---
name: property-report
description: |
  UK property analysis: comparable sales, EPC ratings, rental yields,
  stamp duty, market context, and a BUY/WATCH/PASS verdict for a named
  address or postcode. Use to analyse a property, value a house, check
  what a place is worth, compare area prices, assess rental yield, or
  pull a full investment report. British spelling, UK stamp duty bands,
  real Land Registry and Rightmove data via the BOUCH property MCP.
license: Apache-2.0
compatibility: Requires the BOUCH property MCP server (property-shared) and Python 3 for post-processing scripts.
metadata:
  author: bouch
  version: "2.1"
---

# Property Report Generator

Analyse a UK residential property or area and produce a grounded investment report: comps, EPC, rental, yield, stamp duty, market context, and a BUY/WATCH/PASS verdict.

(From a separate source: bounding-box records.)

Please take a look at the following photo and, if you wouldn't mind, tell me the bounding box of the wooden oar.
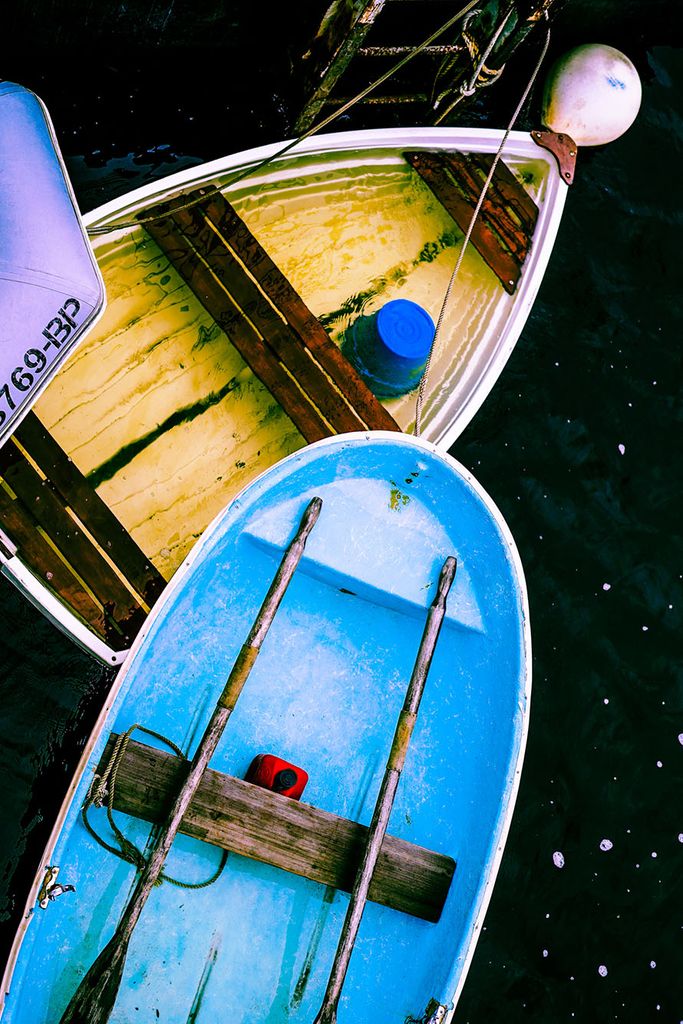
[313,557,456,1024]
[60,498,323,1024]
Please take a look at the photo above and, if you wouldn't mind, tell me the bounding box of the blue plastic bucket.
[342,299,434,397]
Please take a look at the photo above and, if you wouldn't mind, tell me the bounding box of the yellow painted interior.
[36,151,546,579]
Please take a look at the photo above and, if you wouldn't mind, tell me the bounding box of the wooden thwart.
[403,151,539,295]
[144,188,400,442]
[101,735,456,922]
[0,413,165,649]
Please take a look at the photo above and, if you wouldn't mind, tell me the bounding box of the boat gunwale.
[0,430,532,1024]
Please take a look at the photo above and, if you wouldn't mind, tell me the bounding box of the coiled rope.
[414,10,550,437]
[81,724,227,889]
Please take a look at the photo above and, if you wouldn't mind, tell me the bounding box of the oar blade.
[59,935,128,1024]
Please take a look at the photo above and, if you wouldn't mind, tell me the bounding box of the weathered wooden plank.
[101,734,456,922]
[403,151,539,295]
[197,189,400,431]
[145,211,330,442]
[0,479,106,639]
[14,413,166,604]
[0,439,146,636]
[173,207,365,433]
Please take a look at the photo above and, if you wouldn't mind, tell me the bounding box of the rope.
[87,0,479,237]
[414,10,550,437]
[81,724,227,889]
[434,7,514,117]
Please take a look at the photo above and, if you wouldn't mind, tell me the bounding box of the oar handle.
[60,498,323,1024]
[313,556,457,1024]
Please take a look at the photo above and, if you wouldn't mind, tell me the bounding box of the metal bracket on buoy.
[531,128,579,185]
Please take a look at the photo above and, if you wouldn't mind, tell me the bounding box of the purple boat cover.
[0,81,104,444]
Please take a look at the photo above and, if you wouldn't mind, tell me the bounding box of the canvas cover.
[0,82,104,444]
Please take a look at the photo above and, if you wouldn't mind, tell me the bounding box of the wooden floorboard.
[145,188,399,442]
[403,151,539,295]
[14,413,166,604]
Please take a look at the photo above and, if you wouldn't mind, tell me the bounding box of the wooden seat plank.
[144,188,399,442]
[145,217,330,442]
[197,189,400,431]
[0,486,106,638]
[14,412,166,604]
[100,734,456,922]
[403,151,539,295]
[0,437,146,639]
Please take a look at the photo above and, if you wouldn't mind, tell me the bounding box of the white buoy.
[543,43,642,145]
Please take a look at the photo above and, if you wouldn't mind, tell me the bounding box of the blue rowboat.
[3,431,530,1024]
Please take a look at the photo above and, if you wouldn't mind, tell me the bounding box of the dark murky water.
[0,0,683,1024]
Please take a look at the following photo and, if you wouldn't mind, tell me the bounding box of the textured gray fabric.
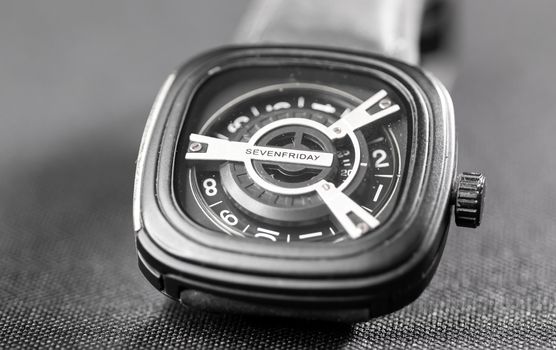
[0,0,556,349]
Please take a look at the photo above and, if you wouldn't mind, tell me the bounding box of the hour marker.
[255,227,280,242]
[332,236,347,243]
[257,227,280,236]
[378,97,392,109]
[299,232,322,239]
[266,102,292,112]
[328,90,400,139]
[209,201,222,208]
[311,102,336,113]
[373,184,384,202]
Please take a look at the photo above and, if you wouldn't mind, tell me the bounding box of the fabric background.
[0,0,556,349]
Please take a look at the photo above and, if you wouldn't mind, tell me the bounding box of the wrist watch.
[134,0,485,322]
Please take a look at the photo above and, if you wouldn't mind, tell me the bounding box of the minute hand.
[185,134,334,167]
[328,90,400,139]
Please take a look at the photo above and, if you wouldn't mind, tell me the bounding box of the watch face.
[173,65,411,245]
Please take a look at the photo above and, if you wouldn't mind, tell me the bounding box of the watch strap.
[235,0,456,86]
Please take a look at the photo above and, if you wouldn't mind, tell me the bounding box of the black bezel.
[134,47,456,315]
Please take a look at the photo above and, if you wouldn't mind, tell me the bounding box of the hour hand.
[328,90,400,139]
[185,134,334,167]
[316,180,380,239]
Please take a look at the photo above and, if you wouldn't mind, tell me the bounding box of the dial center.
[253,125,337,188]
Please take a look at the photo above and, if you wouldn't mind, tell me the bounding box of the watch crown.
[454,172,486,228]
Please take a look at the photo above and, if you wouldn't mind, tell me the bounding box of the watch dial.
[174,66,410,244]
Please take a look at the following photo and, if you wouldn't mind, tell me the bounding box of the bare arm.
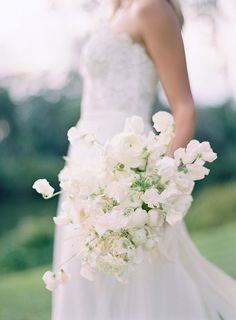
[138,0,196,155]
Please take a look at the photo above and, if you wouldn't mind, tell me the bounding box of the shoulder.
[134,0,179,29]
[134,0,170,19]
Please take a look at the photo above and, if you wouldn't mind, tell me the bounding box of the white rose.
[184,140,217,163]
[134,229,147,244]
[93,209,128,234]
[166,209,183,226]
[105,179,132,202]
[124,116,144,134]
[152,111,174,132]
[141,188,160,208]
[32,179,54,199]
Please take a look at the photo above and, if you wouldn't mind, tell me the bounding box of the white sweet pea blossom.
[111,132,145,168]
[53,213,71,226]
[156,156,176,180]
[42,269,70,291]
[67,127,80,145]
[152,111,174,132]
[105,179,132,202]
[36,112,216,284]
[32,179,54,198]
[124,116,144,134]
[186,163,210,180]
[141,188,160,208]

You compose real data (Land Registry, EPC register, Rightmove) via the BOUCH property MCP, then hand the aggregated data to deterministic Python scripts for normalisation, yield maths, underwriting, and rendering. This keeps the numbers right and the output consistent.

## When to use

- "What's this property worth?" / "Analyse 14 Elm Street, NG1 5BT"
- "Are these comps for SW2 reasonable?"
- "Is this a good rental investment?"
- "Pull me a property report" / "Give me a property snapshot"
- Any request involving UK property valuation, comparison, or investment analysis

Do NOT use this skill for:
- Mortgage advice or affordability calculations
- Structural / surveyor work
- Legal advice on purchase
- Predicting future prices

## Setup — connect the MCP once

This skill depends on a UK property MCP server being connected. Two options, depending on how the user installed this skill.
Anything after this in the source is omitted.